- Location within Butler County
- Milton Township Location within Kansas
- Coordinates: 37°57′25″N 97°5′51″W﻿ / ﻿37.95694°N 97.09750°W
- Country: United States
- State: Kansas
- County: Butler

Area
- • Total: 36.37 sq mi (94.21 km^{2})
- • Land: 36.32 sq mi (94.07 km^{2})
- • Water: 0.054 sq mi (0.14 km^{2}) 0.15%
- Elevation: 1,391 ft (424 m)

Population (2000)
- • Total: 1,136
- • Density: 31.28/sq mi (12.08/km^{2})
- Time zone: UTC-6 (CST)
- • Summer (DST): UTC-5 (CDT)
- FIPS code: 20-46875
- GNIS ID: 473727
- Website: County website

= Milton Township, Butler County, Kansas =

Milton Township is a township in Butler County, Kansas, United States.
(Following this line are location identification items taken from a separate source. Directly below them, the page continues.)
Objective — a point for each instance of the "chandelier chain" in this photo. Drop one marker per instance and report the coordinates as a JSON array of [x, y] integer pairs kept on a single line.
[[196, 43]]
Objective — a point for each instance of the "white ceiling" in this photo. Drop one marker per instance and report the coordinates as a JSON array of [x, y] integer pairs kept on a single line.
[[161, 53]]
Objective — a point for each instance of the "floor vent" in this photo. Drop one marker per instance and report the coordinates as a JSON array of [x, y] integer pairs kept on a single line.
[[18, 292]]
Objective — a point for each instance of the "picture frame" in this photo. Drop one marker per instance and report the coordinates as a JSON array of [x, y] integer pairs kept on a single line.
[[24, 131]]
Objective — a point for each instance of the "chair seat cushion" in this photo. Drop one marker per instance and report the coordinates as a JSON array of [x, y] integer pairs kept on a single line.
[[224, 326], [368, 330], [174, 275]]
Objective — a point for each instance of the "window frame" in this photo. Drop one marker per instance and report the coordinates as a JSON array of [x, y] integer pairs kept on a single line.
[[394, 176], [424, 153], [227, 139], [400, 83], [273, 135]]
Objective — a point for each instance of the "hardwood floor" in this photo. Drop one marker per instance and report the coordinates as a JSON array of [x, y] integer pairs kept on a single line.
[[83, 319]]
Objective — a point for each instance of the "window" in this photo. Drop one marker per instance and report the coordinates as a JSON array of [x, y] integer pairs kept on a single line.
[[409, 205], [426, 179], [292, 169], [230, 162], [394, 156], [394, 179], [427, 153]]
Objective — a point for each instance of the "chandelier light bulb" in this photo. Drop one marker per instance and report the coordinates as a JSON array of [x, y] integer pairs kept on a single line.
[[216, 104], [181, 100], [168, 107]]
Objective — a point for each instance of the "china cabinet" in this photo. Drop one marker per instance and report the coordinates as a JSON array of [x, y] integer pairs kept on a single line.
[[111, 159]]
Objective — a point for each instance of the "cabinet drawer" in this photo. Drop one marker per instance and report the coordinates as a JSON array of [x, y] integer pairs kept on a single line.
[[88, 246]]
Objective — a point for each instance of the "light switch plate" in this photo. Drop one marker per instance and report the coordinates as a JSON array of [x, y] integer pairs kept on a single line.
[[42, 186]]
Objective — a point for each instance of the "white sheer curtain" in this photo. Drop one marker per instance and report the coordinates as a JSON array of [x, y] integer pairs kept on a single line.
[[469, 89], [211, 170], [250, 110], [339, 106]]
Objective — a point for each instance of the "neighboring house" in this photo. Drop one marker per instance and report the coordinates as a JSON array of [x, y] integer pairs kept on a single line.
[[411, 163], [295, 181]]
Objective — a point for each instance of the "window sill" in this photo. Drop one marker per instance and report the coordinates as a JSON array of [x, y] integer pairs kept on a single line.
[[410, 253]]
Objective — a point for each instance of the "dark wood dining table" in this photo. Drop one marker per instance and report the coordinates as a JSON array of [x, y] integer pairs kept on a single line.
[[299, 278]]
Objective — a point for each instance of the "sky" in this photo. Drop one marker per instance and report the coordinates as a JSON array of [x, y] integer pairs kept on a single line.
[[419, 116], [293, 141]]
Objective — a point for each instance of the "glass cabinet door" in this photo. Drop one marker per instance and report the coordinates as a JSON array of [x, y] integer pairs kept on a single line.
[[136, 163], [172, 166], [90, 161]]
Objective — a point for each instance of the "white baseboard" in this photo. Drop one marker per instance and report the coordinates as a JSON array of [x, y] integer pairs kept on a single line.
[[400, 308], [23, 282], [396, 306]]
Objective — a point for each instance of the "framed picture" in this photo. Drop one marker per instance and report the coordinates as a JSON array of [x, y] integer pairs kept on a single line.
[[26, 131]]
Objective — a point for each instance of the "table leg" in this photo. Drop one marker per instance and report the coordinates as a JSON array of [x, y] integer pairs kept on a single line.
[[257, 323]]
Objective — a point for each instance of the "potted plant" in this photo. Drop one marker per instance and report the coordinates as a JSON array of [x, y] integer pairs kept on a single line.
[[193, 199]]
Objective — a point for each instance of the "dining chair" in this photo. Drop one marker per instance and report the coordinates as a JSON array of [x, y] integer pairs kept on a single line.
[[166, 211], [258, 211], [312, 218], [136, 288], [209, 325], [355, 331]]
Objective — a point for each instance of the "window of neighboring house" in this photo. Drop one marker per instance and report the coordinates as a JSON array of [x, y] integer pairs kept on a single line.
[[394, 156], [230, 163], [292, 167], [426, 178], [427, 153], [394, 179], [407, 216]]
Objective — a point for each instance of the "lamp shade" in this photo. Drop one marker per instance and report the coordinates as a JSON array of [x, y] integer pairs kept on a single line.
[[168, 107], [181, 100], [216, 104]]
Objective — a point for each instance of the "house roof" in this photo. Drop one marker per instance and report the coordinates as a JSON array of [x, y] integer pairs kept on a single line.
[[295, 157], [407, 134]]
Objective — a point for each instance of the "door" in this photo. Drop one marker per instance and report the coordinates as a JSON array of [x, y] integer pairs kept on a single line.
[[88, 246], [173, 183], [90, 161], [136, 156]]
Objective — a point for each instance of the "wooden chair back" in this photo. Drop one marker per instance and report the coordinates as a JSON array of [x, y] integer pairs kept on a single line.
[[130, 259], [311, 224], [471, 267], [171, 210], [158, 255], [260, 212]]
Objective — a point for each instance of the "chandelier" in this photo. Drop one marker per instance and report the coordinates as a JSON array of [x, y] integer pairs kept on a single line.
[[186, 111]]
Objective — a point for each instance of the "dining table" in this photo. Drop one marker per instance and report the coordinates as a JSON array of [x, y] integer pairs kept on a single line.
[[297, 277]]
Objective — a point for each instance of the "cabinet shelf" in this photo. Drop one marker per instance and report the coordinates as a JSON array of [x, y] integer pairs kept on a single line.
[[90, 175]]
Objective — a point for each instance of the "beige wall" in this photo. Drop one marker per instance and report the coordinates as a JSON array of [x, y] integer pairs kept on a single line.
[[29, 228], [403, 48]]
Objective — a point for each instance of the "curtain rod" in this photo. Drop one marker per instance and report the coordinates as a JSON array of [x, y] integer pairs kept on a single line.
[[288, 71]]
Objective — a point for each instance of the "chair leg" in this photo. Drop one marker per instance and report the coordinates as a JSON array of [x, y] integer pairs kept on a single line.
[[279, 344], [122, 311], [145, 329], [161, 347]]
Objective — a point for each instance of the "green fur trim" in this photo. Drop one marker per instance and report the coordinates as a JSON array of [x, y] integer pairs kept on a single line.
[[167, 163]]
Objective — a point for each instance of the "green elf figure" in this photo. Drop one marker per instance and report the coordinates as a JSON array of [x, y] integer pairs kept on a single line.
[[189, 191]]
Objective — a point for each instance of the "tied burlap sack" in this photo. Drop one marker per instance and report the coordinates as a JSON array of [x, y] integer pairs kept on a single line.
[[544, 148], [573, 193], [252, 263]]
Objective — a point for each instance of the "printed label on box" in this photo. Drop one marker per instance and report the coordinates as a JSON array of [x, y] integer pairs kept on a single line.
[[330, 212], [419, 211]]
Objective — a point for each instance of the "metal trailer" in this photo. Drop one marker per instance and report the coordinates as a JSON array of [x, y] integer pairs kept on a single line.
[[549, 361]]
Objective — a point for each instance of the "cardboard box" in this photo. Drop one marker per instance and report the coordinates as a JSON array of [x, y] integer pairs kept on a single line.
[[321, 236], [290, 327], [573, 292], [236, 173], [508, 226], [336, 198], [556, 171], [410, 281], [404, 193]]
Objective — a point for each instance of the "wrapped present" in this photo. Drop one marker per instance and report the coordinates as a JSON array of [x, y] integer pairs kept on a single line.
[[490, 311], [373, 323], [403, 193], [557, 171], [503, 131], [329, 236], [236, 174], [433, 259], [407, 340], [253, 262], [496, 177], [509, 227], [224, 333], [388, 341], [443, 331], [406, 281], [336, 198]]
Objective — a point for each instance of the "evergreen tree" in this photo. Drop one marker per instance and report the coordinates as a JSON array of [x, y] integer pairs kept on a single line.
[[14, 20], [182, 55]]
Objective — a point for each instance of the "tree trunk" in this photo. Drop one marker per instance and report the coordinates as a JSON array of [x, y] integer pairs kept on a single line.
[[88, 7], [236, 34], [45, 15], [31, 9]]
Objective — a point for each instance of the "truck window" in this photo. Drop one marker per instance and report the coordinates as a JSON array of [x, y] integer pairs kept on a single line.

As of the 2000 census, its population was 1,136.

==History==
Milton Township was created in 1873. It was named for Milton C. Snorf, a pioneer settler.

==Geography==
Milton Township covers an area of 36.38 sqmi and contains one incorporated settlement, Whitewater. According to the USGS, it contains three cemeteries: Brainerd, Harder and Swiss. The stream of Dry Creek runs through this township.